The plot was almost always based on a misunderstanding or deceit, something Lucy was keeping from her husband Rick.  She might take a job to earn money to buy Rick an anniversary present, but for some unknown reason did not want him to know about it.  Then, he phones to say he’s bringing the boss home for dinner tonight.  The problem is she’s on her way out the door headed to her afternoon job.  But does she tell her husband?   No.  Doing so would be the normal thing, of course, but there would be no program.  The deceit may have formed the basis of the plot, but it also made the story contrived and unreal.

“Normal people do not act this way,” I would mutter to no one but myself, and would often leave the house and walk home.

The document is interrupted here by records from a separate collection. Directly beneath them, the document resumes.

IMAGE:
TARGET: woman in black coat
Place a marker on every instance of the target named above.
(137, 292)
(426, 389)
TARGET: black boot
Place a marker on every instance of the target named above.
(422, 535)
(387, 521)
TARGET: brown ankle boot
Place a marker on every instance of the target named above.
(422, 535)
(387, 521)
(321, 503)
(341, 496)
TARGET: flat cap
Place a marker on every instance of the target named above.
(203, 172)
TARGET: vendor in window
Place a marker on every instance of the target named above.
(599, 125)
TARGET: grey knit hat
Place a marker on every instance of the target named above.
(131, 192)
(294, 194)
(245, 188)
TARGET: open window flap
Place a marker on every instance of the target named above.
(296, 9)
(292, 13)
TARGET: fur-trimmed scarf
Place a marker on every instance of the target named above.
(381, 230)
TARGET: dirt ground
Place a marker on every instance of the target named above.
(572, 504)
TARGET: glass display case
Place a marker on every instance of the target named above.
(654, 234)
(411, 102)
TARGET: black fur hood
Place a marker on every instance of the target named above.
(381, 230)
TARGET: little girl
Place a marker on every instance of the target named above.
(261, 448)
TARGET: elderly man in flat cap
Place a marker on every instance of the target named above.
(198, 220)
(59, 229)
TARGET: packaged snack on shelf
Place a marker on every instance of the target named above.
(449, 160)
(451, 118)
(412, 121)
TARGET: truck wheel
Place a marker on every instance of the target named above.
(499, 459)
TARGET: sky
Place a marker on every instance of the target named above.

The few times I made myself sit there and watch a complete “I Love Lucy,” I recall feeling actual pain.  It was terrible. Why do people watch this stuff, I wondered.

“Why doesn’t she just tell her husband she is taking a part-time job?” I would say.  And someone in the  darkened room would answer, although in a nice tone, “Shut up and watch the program.”

Tell the truth.

Some of my longtime friends would say to you, “Joe has just told you a great deal about himself.”

I hate subterfuge.  Deceit.  Hiding things from those you love, people you should trust.  I hate dishonesty.